Так стояли они некоторое время друг перед другом, взволнованные, безмолвные. У обоих на устах было имя Даниэля, но из чувства деликатности ни тот, ни другой не решались его произнести. Они - этот отец и эта "мать" - так хорошо понимали друг друга!..
Жак первый тихонько высвободил свою руку. Слезы душили его. Он спешил уйти из магазина. Севенец проводил его до самого пассажа. Там бедняга не мог более сдерживать переполнившую его душу горечь и проговорил с упреком:
- О господин Жак… господин Жак… вот уж, правда можно сказать!..
Но он был слишком взволнован, чтобы продолжать, и только повторил два раза:
- Вот уж, правда, можно сказать,, Вот уж, правда, можно сказать…
Да, вот уж, действительно, можно было сказать!..
Расставшись с Пьеротом, Жак вернулся в типографию и, несмотря на все протесты эльзасца, вручил ему четыреста франков, взятых Даниэлем взаймы. Он уплатил ему также, чтобы покончить с этим, по всем трем векселям. После этого он с облегченным сердцем сказал себе: "А теперь будем разыскивать мальчика!" К несчастью, время было слишком позднее, для того, чтобы приступить к поискам в этот же день. К тому же, усталость с дороги, волнения и неотвязный сухой кашель, давно уже подтачивавший его организм, так разбили бедного Маму Жака, что ему пришлось вернуться на улицу Бонапарта, чтобы там немножко отдохнуть.
Когда он вошел в свою маленькую комнату и при последних лучах бледного октябрьского солнца снова увидел все предметы, которые напоминали ему о его "мальчике": его рабочий столик у окна, его стакан, чернильница, его короткие, как у аббата Жермана, трубки: когда он услышал звон милых сен-жерменских колоколов, слегка охрипших от осеннего тумана; когда вечерний angelus, этот печальный angelus, который так любил Даниэль, ударил своим крылом о влажные стекла окна - одна только мать могла бы рассказать о тех страданиях, которые пережил в эту минуту Мама Жак…
Он несколько раз обошел всю комнату, повсюду заглядывая, раскрывая все шкафы в надежде найти что-нибудь, что навело бы его на след беглеца… Но, увы!
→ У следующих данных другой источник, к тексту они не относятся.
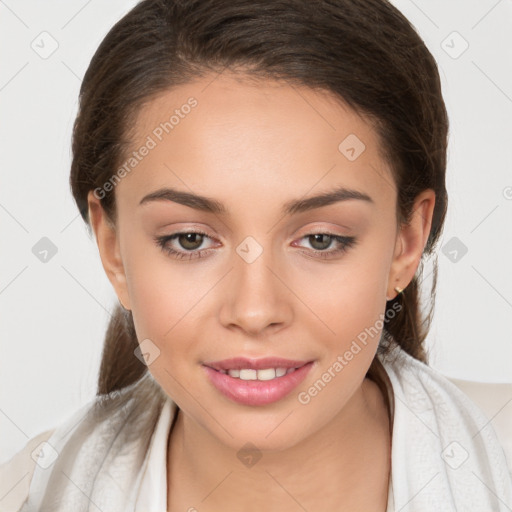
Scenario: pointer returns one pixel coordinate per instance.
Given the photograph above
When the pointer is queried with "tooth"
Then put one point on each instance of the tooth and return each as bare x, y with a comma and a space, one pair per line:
248, 374
267, 374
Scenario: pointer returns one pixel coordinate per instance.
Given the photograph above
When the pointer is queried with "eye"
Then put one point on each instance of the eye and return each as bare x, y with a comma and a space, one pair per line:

Шкафы были пусты. Оставалось только старое белье да какие-то лохмотья. Вся комната носила на себе печать разгрома и запустения. Чувствовалось, что отсюда не уехали, а бежали. В одном углу на полу стоял подсвечник, а в камине под обгоревшими листками бумаги виднелся белый с позолотой ящичек. Жак тотчас узнал этот ящичек. В нем хранились письма Черных глаз. Теперь он валялся среди груды пепла!.. Какое святотатство!
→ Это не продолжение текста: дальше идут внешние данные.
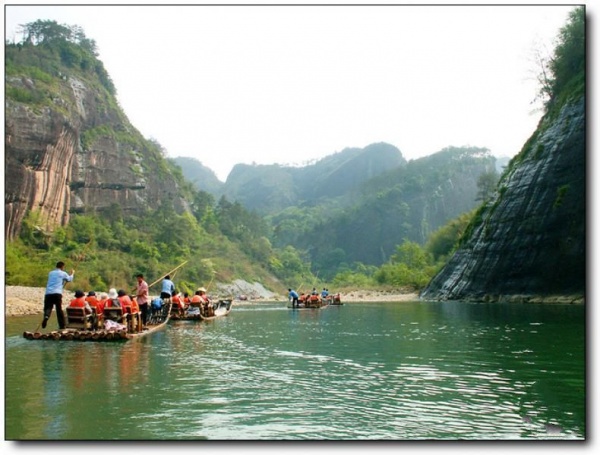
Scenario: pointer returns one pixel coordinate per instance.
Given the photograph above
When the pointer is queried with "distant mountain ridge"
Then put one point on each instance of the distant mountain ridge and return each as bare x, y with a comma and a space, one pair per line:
269, 188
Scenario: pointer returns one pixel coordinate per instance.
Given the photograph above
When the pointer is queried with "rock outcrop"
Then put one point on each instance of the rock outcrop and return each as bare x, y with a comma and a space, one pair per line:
529, 242
74, 152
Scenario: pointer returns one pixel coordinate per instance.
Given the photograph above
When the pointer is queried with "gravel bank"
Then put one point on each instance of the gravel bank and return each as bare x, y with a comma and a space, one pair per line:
23, 300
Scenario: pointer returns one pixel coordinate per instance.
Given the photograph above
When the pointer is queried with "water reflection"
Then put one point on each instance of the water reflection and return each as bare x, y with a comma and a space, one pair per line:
374, 371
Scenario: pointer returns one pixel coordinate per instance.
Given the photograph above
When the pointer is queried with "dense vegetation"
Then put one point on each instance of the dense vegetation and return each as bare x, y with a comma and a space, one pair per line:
303, 244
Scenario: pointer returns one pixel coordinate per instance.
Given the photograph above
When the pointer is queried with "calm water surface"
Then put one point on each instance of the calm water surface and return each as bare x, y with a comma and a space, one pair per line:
370, 371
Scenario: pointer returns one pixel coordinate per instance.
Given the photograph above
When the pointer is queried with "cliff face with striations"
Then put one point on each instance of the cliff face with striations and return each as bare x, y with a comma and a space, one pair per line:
76, 151
529, 242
Продолжая свои поиски, Жак нашел в ящике рабочего столика Даниэля несколько листков бумаги, исписанных неровным, лихорадочным почерком Даниэля в часы его творческого вдохновения. "Вероятно, какая- нибудь поэма", - подумал Жак, подходя к окну, чтобы прочесть. Это была действительно поэма, мрачная поэма, начинавшаяся словами:
"Жак, я лгал тебе! Вот уже два месяца, как я не перестаю лгать…" Следовало длинное письмо. Читатель его, конечно, помнит. Малыш рассказывал в нем все, что заставила его выстрадать женщина из бельэтажа.
Это письмо не было отправлено, но тем не менее оно попало в руки того, кому предназначалось. На этот раз провидение сыграло роль почты.
Жак прочел его с начала до конца. Когда он дошел до того места, где говорилось об ангажементе в Монпарнасский театр, который предлагали Малышу с такой настойчивостью и от которого он отказывался с такой твердостью, - Жак привскочил от радости.
"Я знаю теперь, где он!" - воскликнул он и, спрятав письмо в карман, успокоенный лег спать. Но, хотя он чувствовал себя совершенно разбитым от усталости, заснуть он не мог. Все время этот проклятый кашель… При первом утреннем привете зари, осенней зари, ленивой и холодной, он поспешно встал. План его был составлен.